Three women identified by their lawyers as lesbians were arraigned yesterday on a hate crime charge for allegedly beating a gay man at the Forest Hills T station in an unusual case that experts say exposes the law’s flawed logic.“My guess is that no sane jury would convict them under those circumstances, but what this really demonstrates is the idiocy of the hate-crime legislation,” said civil liberties lawyer Harvey Silverglate. “If you beat someone up, you’re guilty of assault and battery of a human being. Period. The idea of trying to break down human beings into categories is doomed to failure.”Prosecutors and the ACLU of Massachusetts said no matter the defendants’ sexual orientation, they can still face the crime of assault and battery with intent to intimidate, which carries up to a 10-year prison sentence, by using hateful language.“Someone who is Jewish can be anti-Semitic,” said ACLU staff attorney Sarah Wunsch. “The mere fact that someone is a member of the same class doesn’t mean they could not be motivated by hatred for their very own group.”

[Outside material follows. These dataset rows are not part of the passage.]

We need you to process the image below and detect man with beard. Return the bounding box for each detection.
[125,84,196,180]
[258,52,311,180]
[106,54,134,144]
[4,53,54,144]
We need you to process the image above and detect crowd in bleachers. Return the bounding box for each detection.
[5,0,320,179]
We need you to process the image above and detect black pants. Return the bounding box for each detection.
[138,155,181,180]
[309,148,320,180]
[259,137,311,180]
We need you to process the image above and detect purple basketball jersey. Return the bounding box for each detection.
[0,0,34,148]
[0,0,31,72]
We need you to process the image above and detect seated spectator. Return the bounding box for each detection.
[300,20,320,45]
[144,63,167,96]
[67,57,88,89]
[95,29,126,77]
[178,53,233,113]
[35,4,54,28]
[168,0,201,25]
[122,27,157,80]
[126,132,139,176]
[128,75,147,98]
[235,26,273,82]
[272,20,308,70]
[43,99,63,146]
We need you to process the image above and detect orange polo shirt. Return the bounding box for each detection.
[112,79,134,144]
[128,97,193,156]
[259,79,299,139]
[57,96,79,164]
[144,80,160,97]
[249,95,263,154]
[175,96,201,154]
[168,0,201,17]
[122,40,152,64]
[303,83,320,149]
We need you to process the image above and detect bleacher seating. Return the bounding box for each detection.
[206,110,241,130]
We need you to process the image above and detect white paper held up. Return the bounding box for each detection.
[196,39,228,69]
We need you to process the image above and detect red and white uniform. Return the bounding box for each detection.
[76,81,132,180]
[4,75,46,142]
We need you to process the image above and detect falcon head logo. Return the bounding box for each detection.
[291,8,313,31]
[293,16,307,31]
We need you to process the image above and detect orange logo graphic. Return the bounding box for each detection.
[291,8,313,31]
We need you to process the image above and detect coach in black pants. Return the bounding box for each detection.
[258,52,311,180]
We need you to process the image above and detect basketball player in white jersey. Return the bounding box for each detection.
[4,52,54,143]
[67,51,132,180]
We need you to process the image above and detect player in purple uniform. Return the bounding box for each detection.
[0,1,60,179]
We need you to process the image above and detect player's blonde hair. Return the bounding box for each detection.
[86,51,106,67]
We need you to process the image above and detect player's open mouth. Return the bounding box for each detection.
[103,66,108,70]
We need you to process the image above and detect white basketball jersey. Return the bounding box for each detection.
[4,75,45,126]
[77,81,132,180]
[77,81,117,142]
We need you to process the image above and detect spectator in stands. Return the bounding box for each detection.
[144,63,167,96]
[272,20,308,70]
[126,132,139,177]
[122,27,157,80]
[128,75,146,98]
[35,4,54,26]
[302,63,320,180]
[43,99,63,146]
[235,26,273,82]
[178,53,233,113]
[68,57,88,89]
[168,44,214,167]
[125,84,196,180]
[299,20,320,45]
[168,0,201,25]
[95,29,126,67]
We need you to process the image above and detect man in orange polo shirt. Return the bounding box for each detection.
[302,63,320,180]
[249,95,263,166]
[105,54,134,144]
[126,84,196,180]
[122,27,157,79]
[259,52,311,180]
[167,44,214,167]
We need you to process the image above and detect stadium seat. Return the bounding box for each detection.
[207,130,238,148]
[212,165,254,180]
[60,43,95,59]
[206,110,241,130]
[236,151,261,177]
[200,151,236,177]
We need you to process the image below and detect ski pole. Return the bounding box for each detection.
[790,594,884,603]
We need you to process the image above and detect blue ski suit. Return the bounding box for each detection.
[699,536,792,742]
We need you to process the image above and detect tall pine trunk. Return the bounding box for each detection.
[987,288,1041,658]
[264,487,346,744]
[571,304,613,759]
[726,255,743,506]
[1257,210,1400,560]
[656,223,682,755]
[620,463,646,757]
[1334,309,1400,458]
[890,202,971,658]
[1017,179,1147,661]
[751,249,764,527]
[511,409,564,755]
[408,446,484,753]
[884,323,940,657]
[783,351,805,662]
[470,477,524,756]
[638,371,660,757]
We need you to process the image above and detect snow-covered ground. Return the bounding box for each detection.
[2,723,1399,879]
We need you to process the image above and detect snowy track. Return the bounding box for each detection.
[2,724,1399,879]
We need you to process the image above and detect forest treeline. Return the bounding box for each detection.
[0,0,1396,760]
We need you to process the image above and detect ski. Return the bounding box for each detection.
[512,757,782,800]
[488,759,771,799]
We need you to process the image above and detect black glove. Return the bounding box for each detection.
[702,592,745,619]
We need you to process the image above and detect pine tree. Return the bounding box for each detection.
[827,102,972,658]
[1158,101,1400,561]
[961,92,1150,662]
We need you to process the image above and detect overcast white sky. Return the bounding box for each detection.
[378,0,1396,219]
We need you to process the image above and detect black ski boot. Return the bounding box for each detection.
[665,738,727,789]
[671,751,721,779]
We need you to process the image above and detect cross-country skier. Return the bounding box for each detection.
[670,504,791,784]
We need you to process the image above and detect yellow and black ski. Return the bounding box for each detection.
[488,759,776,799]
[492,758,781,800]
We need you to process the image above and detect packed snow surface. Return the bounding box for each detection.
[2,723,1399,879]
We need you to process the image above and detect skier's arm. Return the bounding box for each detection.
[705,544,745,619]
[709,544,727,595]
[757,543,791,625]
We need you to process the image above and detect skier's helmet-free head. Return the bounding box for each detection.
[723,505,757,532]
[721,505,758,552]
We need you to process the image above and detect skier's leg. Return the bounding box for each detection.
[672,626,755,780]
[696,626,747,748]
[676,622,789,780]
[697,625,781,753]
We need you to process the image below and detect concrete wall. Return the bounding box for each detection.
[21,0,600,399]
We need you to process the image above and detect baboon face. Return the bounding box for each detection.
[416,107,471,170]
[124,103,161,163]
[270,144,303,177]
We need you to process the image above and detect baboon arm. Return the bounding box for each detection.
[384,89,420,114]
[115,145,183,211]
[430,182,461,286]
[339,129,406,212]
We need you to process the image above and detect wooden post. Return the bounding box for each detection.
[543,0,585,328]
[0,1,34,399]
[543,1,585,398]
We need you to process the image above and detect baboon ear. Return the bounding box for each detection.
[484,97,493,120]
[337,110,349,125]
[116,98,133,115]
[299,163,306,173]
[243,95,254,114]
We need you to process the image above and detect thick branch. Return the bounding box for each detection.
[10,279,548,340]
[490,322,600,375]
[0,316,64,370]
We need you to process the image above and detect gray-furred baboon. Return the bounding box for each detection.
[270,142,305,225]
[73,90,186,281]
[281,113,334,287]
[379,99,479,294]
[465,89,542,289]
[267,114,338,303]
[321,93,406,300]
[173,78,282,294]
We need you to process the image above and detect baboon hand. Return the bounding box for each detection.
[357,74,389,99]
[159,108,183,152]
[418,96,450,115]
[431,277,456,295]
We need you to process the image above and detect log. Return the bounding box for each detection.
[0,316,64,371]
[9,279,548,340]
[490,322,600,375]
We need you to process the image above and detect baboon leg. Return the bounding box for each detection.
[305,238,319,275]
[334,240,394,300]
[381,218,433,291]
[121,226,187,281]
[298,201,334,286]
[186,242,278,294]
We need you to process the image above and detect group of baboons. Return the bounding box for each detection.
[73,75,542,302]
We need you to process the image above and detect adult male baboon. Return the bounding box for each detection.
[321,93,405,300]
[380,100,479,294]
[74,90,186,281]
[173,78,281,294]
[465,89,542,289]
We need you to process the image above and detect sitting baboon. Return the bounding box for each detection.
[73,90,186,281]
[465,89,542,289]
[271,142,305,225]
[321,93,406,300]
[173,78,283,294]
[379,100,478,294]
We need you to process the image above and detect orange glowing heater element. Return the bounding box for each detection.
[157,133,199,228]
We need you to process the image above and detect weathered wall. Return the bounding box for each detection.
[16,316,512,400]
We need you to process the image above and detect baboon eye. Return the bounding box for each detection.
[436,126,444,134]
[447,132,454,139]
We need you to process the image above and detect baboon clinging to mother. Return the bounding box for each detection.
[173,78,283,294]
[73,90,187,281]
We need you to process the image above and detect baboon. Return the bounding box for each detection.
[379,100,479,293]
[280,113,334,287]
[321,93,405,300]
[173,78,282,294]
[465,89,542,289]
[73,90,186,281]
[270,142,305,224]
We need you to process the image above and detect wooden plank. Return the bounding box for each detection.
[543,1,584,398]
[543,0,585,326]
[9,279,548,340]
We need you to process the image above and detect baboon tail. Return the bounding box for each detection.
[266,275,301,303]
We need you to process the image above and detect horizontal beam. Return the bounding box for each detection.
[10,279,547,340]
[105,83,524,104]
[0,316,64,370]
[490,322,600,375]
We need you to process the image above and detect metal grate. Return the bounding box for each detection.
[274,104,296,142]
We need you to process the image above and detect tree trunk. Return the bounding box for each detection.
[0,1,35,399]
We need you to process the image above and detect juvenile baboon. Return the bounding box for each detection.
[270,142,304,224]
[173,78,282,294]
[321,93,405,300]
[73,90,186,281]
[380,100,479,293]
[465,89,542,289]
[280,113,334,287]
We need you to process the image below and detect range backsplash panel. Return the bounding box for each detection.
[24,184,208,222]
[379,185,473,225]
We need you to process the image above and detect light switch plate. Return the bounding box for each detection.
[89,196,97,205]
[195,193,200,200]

This is the definition of hate crime in Massachusetts:

“Hate crime”, any criminal act coupled with overt actions motivated by bigotry and bias including, but not limited to, a threatened, attempted or completed overt act motivated at least in part by racial, religious, ethnic, handicap, gender or sexual orientation prejudice, or which otherwise deprives another person of his constitutional rights by threats, intimidation or coercion, or which seek to interfere with or disrupt a person’s exercise of constitutional rights through harassment or intimidation….

By the wording, it would seem that if a lesbian were prejudiced against gay men, and committed a crime against the person while acting on that prejudice, that would qualify.

Silvergate is an interesting guy.  He’s a co-founder of F.I.R.E. and an adjunct scholar at the CATO Institute.  He’s also right about how easy it is to end up with absurd results when the criminal law gets tangled in motives as opposed to acts.

It’s not an easy position to take because opposing hate crimes law opens one up to the false allegation of being in favor of the acts constituting the crimes.

But given two identical crimes, why should one victim be deemed more worthy of greater protection not based on the status of the victim (e.g. a child) but based on the motive of the perp?